By Brian Sewell
The energy industry’s record of overestimating electricity price spikes as a result of pollution controls dates back 40 years, according to an analysis by the Center for American Progress. As a result of the 1990 Clean Air Act amendments, the Edison Electric Institute, an association of investor-owned utilities, estimated double-digit rate increases for most states between 1990 and 2009 with the largest spikes occurring in coal-dependent states. Nationally, predictions by the group were off by an average of 16 percent. In the 10 states most dependent on coal-fired electricity, the group overestimated by an average of 24 percent.
As industry groups attempt to deter carbon regulations with forecasts of soaring energy prices, the report’s authors, Daniel J. Weiss and Miranda Peterson, write that it is imperative that public officials and the media question those claims “even if they have an ‘expert study’ that purports to ‘prove’ them.”
Methane leaked during natural gas production could undermine the resource’s reputation as a “bridge” from fossil fuels to cleaner energy, according to a study published in Science. The study concludes that leaked methane — a greenhouse gas 30 times more potent than carbon dioxide — negates the benefits of switching from diesel to natural gas in the transportation sector, despite the fact gas produces 30 percent less carbon dioxide emissions than diesel. Even factoring in emissions from leaked methane, however, switching from coal-fired power plants, the nation’s largest source of carbon pollution, to natural gas-fired power plants will lower climate-changing emissions overall.
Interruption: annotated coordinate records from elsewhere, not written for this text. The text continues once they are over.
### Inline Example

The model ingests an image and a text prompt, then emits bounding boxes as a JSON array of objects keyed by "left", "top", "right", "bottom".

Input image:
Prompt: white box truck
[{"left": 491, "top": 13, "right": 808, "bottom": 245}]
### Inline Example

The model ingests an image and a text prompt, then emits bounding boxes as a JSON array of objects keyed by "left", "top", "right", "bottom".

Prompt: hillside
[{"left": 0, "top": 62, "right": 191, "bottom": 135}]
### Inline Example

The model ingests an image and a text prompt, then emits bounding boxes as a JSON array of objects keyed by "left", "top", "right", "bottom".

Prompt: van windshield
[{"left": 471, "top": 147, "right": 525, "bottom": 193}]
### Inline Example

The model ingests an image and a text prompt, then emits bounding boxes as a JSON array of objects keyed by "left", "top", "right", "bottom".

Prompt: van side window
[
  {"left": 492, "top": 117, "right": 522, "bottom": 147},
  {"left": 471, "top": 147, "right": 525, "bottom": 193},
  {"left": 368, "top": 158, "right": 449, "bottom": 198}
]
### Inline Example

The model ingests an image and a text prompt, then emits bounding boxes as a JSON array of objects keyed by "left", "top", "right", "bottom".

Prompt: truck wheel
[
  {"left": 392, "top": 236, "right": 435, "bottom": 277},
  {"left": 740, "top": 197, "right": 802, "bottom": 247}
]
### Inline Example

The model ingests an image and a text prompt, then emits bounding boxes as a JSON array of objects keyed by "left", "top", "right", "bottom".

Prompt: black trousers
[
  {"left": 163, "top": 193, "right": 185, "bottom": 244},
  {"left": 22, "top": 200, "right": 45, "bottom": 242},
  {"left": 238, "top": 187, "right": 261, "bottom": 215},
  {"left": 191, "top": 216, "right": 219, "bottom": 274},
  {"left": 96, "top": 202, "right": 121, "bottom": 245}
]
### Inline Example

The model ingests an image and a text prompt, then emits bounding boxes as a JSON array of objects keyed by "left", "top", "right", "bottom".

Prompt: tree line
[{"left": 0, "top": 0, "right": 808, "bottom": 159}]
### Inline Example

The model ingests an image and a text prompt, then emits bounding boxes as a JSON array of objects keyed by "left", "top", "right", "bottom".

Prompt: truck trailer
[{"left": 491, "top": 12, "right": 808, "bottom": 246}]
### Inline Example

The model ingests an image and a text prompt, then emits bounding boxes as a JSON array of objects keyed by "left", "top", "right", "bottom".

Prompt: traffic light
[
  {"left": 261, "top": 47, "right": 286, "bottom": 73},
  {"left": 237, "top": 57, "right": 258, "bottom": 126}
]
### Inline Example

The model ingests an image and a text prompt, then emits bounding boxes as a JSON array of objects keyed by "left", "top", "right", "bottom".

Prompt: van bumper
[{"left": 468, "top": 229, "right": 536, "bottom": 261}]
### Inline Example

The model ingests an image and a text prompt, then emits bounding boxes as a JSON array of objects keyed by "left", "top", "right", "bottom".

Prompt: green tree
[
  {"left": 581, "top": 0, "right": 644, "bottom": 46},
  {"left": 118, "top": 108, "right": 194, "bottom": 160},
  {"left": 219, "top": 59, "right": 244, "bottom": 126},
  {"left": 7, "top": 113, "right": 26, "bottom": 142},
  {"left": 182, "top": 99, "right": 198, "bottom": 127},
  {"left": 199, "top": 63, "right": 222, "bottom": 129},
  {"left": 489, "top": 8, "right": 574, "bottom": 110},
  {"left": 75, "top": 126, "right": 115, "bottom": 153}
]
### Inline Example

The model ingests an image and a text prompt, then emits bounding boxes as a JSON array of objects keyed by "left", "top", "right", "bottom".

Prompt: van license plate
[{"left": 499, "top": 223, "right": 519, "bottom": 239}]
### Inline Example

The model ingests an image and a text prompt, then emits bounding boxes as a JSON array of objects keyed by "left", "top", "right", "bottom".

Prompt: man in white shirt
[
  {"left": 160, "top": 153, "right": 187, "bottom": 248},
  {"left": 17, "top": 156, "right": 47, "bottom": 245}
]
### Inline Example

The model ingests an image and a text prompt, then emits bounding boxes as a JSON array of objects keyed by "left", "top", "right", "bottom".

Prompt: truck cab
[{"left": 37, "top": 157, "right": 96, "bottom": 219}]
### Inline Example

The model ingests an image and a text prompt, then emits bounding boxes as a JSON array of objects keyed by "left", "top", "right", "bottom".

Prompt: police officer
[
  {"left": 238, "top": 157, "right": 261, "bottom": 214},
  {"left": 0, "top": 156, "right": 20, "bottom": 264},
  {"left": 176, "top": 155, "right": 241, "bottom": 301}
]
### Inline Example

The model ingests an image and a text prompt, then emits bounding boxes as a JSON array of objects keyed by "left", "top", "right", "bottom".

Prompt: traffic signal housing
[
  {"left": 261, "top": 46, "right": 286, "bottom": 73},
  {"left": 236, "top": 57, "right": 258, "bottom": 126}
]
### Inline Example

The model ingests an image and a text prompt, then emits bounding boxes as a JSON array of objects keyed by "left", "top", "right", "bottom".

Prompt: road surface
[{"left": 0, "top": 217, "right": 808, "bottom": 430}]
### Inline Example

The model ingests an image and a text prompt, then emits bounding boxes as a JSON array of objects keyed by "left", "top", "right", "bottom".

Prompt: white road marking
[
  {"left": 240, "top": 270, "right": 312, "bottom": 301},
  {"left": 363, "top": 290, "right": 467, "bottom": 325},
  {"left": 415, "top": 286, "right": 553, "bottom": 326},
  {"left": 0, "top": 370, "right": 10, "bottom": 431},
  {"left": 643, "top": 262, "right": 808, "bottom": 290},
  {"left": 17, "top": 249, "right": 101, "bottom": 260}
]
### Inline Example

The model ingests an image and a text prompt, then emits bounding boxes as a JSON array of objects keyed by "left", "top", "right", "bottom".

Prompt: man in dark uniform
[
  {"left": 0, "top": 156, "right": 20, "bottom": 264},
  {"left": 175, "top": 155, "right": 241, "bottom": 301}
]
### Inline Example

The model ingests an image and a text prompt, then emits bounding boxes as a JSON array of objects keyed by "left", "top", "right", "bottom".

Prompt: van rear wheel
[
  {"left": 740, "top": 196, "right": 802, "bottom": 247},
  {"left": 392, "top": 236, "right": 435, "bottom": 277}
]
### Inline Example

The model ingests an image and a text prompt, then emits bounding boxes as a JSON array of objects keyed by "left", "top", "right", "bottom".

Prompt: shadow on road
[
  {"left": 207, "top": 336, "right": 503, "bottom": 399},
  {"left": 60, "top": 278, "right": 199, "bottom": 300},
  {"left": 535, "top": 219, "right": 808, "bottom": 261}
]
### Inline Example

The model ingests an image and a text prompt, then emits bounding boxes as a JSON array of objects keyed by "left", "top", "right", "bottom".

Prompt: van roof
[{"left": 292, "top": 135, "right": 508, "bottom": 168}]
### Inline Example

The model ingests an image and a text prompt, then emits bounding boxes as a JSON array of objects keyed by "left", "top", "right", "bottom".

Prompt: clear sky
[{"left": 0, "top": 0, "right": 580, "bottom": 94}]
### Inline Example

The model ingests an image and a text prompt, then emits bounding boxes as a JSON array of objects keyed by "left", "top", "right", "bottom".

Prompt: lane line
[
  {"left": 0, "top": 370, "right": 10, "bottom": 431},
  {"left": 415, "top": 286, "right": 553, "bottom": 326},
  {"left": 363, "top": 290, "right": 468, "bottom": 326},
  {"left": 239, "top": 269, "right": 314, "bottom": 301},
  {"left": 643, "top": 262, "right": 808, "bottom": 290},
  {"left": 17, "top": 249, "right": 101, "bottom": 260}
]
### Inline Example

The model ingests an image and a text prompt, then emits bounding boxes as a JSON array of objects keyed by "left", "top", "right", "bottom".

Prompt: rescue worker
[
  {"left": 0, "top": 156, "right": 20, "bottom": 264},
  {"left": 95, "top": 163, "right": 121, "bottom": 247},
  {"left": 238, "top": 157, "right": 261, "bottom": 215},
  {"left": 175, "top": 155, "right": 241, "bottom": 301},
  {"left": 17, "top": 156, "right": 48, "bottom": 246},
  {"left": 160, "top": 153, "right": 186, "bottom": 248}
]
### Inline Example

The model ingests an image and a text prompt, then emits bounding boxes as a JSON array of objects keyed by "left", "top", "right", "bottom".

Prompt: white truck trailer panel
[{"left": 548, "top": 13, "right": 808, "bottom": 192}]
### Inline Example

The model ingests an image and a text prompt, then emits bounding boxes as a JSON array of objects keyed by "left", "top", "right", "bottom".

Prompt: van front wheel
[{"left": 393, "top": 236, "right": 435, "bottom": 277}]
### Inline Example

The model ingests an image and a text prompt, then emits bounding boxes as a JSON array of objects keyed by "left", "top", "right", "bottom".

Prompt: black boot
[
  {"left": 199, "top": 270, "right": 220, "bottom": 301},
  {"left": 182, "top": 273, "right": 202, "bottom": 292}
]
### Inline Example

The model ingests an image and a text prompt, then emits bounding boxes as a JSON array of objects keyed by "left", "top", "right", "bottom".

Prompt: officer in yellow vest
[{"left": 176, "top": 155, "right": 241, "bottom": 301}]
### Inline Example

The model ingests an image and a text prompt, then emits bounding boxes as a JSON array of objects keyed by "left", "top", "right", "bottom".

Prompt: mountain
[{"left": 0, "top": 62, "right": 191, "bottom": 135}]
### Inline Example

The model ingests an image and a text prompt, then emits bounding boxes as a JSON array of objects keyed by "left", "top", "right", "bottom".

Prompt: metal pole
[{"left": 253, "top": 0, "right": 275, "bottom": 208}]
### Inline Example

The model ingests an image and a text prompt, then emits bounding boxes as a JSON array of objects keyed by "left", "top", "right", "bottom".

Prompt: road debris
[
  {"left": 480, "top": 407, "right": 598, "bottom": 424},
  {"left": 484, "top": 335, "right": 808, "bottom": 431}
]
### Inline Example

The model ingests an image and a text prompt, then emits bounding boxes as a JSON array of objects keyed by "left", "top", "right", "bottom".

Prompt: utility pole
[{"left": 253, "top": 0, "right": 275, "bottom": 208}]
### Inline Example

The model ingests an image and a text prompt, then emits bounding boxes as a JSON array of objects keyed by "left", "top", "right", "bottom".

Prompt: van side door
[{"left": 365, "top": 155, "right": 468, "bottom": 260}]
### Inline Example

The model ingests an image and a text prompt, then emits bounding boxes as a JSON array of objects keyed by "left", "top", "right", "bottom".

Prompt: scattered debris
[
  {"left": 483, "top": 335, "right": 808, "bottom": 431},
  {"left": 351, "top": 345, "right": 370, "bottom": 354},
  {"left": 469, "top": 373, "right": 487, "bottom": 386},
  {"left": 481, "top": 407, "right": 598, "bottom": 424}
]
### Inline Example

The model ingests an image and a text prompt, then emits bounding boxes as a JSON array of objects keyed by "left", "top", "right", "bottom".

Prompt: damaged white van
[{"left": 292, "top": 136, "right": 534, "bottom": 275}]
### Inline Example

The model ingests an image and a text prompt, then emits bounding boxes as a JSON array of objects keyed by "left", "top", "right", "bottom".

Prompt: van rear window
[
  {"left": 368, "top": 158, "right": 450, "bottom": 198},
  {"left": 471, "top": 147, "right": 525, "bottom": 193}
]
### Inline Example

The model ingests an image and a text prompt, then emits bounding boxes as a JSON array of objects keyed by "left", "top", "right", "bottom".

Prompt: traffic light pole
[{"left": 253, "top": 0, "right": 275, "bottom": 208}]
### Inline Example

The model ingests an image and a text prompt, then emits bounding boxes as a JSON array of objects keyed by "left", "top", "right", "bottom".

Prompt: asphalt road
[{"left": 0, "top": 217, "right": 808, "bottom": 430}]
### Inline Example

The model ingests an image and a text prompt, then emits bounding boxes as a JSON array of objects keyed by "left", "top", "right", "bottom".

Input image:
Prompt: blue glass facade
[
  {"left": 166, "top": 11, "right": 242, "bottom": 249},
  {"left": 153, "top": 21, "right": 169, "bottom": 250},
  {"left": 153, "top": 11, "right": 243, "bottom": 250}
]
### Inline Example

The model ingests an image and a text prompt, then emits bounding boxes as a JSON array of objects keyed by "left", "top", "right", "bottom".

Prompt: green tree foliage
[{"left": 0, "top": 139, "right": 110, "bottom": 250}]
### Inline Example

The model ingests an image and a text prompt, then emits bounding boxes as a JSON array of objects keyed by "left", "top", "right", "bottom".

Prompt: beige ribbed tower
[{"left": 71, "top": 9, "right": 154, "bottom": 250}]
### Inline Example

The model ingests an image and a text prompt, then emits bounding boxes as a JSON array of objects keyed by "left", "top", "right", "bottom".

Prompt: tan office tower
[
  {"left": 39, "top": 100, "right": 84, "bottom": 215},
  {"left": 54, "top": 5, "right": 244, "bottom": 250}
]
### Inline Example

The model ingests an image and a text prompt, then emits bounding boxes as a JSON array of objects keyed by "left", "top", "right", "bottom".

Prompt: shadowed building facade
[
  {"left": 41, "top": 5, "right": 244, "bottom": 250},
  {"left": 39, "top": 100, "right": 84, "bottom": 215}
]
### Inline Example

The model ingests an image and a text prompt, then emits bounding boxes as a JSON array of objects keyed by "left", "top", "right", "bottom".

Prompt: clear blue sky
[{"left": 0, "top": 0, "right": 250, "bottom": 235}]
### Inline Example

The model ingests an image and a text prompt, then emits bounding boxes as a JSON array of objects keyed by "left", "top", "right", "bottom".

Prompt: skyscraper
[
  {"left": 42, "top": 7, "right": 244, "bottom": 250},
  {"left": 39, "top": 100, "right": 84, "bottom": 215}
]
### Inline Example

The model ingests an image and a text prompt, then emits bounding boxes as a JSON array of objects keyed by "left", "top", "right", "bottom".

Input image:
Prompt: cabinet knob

The U.S. Supreme Court says it won’t consider a lawsuit challenging the U.S. Environmental Protection Agency’s ability to veto mountaintop removal permits. Arch Coal, which owns Spruce Mine, petitioned the high court to hear the case after an appeals court sided with the EPA last year. In 2007, Arch subsidiary Mingo Logan was granted permits by the U.S. Army Corps of Engineers to discharge mining waste into streams surrounding its Spruce Mine in West Virginia, but the EPA vetoed those permits in 2011 after determining the discharges would cause unacceptable harm to water quality and wildlife. Arch Coal claims the EPA overstepped its authority by retroactively vetoing permits.
Duke Energy says it wants to reduce the amount it pays North Carolina households with rooftop solar for feeding excess electricity into the grid. Under an existing policy, ratepayers that produce solar energy are paid the full retail price for electricity they send out to the grid — about 11 cents per kilowatt hour in North Carolina. But federal law only requires electric utilities to pay residential solar producers the amount it costs to generate their own power, which in Duke’s case is less than 7 cents a kilowatt hour.
The N.C. Sustainable Energy Association and local solar companies argue that Duke — the largest electric utility in the country — is using its market dominance to diminish the demand for solar in North Carolina.
In 2012, Kentucky Gov. Steve Beshear boasted about a $7 billion deal that would send 9 million tons of Appalachian coal to India each year for 25 years, calling the partnership “a great example of a new market for Kentucky resources.” But a year and a half later, the agreement appears to have stalled.
According to the Louisville Courier-Journal, those involved with the deal aren’t sure when shipments will start or where the deal even stands, citing global shifts in the market for coal. The state reported in early February that eastern Kentucky lost 2,232 coal-related jobs in 2013.